Gebrek aan sociaal engagement in de architectuur
Nú is het moment om invloed uit te oefenen op al die plannen, voelden ook de architecten die onlangs aanwezig waren tijdens de debatavond De afbraak van de architectuur in De Balie in Amsterdam. Volgens hen ontbreekt er iets belangrijks in de manier waarop woningen, straten en wijken worden gepland: de ruimte voor sociaal engagement in de ontwerpen.

De jonge architect Arna Mačkić vertelde bijvoorbeeld hoe ze actie voerde om de tralies in de Amsterdamse Bijlmerbajes te verwijderen, nadat de voormalige gevangenis een asielzoekerscentrum was geworden. Ook ontwierp ze een tijdelijk monument voor de herdenking van de genocide in Srebrenica, dat behalve een plek om te herinneren ook een ontmoetingsplek werd. Op die manier kunnen architecten bijdragen aan een oplossing voor maatschappelijke problemen, zei Mačkić.

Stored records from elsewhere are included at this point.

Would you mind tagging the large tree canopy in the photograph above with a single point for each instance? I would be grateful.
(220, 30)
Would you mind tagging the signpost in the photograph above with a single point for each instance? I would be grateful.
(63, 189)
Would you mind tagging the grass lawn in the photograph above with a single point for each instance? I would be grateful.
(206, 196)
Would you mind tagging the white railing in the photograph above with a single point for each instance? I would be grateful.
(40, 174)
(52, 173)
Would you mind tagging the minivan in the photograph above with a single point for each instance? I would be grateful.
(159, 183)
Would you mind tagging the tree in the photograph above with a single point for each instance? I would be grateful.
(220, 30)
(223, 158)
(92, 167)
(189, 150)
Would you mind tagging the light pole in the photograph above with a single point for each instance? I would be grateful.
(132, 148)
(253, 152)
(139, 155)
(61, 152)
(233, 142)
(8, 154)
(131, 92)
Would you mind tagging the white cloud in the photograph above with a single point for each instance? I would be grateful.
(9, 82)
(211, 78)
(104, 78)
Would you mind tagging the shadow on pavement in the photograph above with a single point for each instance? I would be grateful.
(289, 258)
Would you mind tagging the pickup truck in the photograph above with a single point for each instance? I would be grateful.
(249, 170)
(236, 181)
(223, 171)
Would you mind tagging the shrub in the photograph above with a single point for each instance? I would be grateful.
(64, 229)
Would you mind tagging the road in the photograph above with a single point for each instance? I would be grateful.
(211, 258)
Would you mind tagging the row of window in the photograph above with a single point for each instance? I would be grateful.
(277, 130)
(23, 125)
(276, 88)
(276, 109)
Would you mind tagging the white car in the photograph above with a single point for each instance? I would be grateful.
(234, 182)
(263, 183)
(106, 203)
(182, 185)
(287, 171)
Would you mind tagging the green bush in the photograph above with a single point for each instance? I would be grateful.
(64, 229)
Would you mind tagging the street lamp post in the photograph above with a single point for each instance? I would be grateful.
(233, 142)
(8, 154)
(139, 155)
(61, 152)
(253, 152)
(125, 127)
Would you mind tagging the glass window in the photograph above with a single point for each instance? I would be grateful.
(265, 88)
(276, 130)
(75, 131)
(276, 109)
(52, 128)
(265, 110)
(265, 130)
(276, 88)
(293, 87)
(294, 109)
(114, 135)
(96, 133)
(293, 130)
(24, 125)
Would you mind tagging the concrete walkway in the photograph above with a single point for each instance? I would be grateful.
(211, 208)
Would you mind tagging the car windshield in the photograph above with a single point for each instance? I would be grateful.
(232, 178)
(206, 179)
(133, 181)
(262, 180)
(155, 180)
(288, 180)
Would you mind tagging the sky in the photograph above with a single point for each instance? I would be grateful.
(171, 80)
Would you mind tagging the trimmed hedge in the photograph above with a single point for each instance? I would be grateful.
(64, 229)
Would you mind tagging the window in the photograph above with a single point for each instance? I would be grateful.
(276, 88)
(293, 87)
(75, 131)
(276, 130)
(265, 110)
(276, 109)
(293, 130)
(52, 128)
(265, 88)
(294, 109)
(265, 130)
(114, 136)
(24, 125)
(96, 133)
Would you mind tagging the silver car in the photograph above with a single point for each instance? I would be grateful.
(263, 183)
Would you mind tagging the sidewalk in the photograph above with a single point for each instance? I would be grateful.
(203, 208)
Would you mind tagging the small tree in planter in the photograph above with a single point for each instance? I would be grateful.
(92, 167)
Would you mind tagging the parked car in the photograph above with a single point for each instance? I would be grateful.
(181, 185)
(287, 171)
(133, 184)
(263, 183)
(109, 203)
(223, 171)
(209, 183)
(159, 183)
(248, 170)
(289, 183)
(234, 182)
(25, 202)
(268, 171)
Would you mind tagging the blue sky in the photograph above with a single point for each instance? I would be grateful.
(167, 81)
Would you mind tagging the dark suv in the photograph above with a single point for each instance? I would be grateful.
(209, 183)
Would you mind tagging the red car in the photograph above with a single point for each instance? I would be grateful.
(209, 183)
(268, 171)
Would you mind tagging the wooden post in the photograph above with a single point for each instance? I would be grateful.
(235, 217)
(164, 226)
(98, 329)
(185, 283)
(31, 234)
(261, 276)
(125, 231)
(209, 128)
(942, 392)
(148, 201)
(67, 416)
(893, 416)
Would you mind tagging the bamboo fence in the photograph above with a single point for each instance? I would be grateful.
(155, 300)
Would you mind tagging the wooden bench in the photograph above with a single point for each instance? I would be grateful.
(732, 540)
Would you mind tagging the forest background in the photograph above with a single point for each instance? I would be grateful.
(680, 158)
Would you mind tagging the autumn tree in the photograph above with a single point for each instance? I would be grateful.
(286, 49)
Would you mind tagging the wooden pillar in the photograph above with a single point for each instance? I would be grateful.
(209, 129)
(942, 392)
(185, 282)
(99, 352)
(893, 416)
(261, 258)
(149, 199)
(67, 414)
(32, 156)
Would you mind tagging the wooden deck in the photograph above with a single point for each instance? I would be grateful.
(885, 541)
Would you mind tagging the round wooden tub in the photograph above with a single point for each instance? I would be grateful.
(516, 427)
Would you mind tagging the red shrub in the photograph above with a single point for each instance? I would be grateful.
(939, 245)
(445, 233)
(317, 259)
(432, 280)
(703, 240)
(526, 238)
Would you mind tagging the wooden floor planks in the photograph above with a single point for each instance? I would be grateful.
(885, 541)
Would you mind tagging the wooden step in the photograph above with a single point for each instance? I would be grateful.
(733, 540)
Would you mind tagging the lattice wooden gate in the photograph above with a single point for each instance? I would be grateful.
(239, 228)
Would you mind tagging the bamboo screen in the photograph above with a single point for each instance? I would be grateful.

Alleen: architecten worden zelden gevraagd met eigen oplossingen te komen. Als ze een opdracht krijgen, is die al helemaal ingekaderd door regeltjes in de openbare aanbesteding, het bestemmingsplan en de noodzaak om winstgevend te zijn. ‘Vooral als het gaat om de publieke ruimte, tussenruimtes, eigenlijk alles wat niet tot de eigen woning behoort, is er veel te weinig ruimte om iets van kwaliteit neer te zetten’, zei Mačkić.

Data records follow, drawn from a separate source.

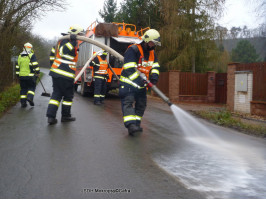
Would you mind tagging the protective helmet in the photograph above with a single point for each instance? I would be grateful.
(152, 35)
(104, 52)
(28, 46)
(76, 30)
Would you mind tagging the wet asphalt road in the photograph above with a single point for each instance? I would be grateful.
(95, 158)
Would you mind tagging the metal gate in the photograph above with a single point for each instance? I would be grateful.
(221, 88)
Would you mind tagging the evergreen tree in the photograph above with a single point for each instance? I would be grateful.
(244, 52)
(188, 33)
(109, 11)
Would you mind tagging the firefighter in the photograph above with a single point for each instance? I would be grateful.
(138, 58)
(52, 56)
(63, 74)
(27, 71)
(101, 76)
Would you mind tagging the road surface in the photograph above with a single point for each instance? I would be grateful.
(94, 157)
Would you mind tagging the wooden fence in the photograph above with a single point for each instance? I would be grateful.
(193, 83)
(259, 79)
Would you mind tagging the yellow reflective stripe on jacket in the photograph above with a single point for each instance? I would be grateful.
(31, 92)
(155, 71)
(155, 65)
(54, 102)
(23, 96)
(134, 76)
(128, 81)
(138, 117)
(69, 46)
(66, 61)
(130, 65)
(101, 77)
(62, 72)
(104, 62)
(67, 103)
(129, 118)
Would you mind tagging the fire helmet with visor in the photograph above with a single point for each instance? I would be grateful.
(152, 36)
(76, 30)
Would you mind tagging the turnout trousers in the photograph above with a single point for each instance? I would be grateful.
(99, 89)
(133, 102)
(62, 89)
(27, 88)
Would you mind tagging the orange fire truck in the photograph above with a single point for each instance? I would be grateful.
(118, 36)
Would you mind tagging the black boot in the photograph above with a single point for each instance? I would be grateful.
(30, 101)
(97, 103)
(134, 130)
(52, 120)
(68, 119)
(23, 105)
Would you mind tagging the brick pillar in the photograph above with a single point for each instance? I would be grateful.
(211, 87)
(231, 85)
(174, 78)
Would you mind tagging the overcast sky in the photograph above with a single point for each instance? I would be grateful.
(84, 12)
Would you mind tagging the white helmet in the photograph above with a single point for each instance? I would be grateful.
(152, 35)
(28, 46)
(76, 30)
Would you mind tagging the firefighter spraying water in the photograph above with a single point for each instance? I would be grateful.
(150, 83)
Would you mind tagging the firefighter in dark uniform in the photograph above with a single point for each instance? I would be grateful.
(63, 75)
(139, 58)
(27, 71)
(52, 56)
(100, 66)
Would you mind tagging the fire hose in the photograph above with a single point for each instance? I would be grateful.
(120, 57)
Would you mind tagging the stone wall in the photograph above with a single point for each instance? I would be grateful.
(242, 99)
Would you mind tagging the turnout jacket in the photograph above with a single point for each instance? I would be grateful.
(52, 56)
(64, 65)
(100, 66)
(27, 65)
(137, 57)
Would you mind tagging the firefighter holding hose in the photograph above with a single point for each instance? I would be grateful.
(100, 65)
(139, 60)
(26, 70)
(63, 74)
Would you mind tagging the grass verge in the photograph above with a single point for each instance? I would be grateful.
(9, 98)
(225, 118)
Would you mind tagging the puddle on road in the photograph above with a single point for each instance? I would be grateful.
(219, 169)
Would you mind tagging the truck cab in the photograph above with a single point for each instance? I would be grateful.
(117, 36)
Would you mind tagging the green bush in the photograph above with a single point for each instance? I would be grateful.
(9, 97)
(225, 118)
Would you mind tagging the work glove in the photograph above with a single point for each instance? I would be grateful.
(73, 37)
(153, 81)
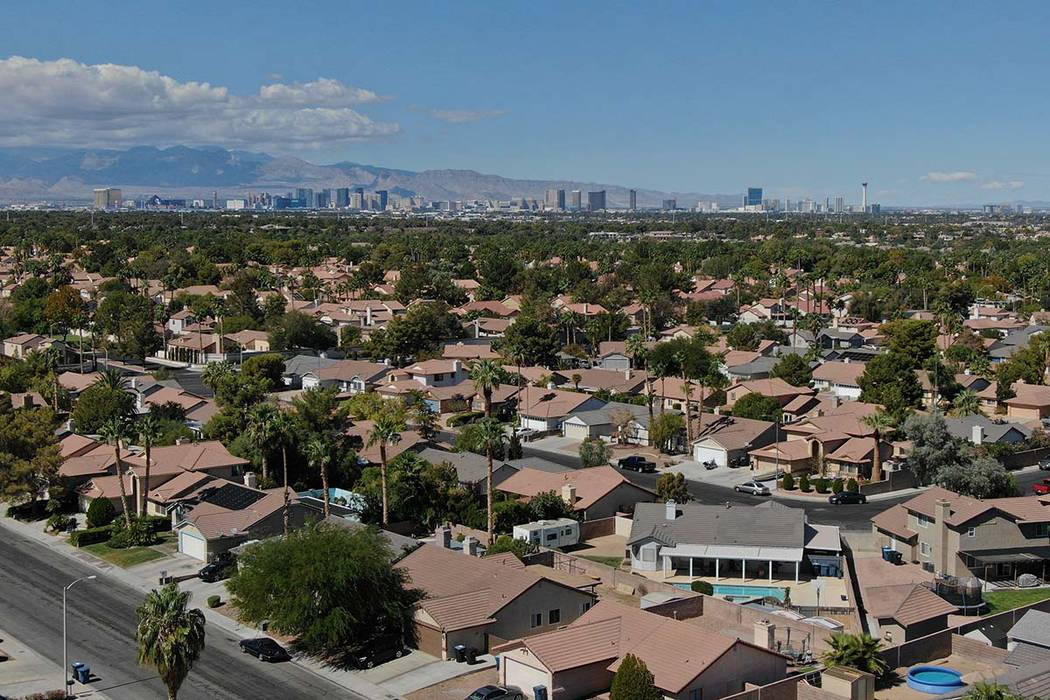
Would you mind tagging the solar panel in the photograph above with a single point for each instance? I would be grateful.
(232, 496)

Hertzberger: Verandering moet van architecten zelf komen
Behalve Mačkić was onder andere de beroemde architect Herman Hertzberger aanwezig. Hij staat bekend om het creëren van ontmoetingsplekken in zijn ontwerpen. Het werd een interessant gesprek tussen generaties: Hertzberger vond dat Mačkić te veel verwachtte van opdrachtgevers, dat architecten terug moesten naar de eigenzinnigheid van de jaren zeventig. Zelf weigerde hij ooit de opdracht voor de bouw van de Bijlmerbajes in Amsterdam, omdat hij het niet eens was met de voorwaarden.
Hertzberger moest toegeven dat de strenge aanbestedingsregels er in de jaren zeventig nog niet waren. Maar de vraag of er niet méér gunstige omstandigheden waren waarvan hij profiteerde – goedkopere woningen, een gunstig politiek klimaat – bleef grotendeels onbeantwoord.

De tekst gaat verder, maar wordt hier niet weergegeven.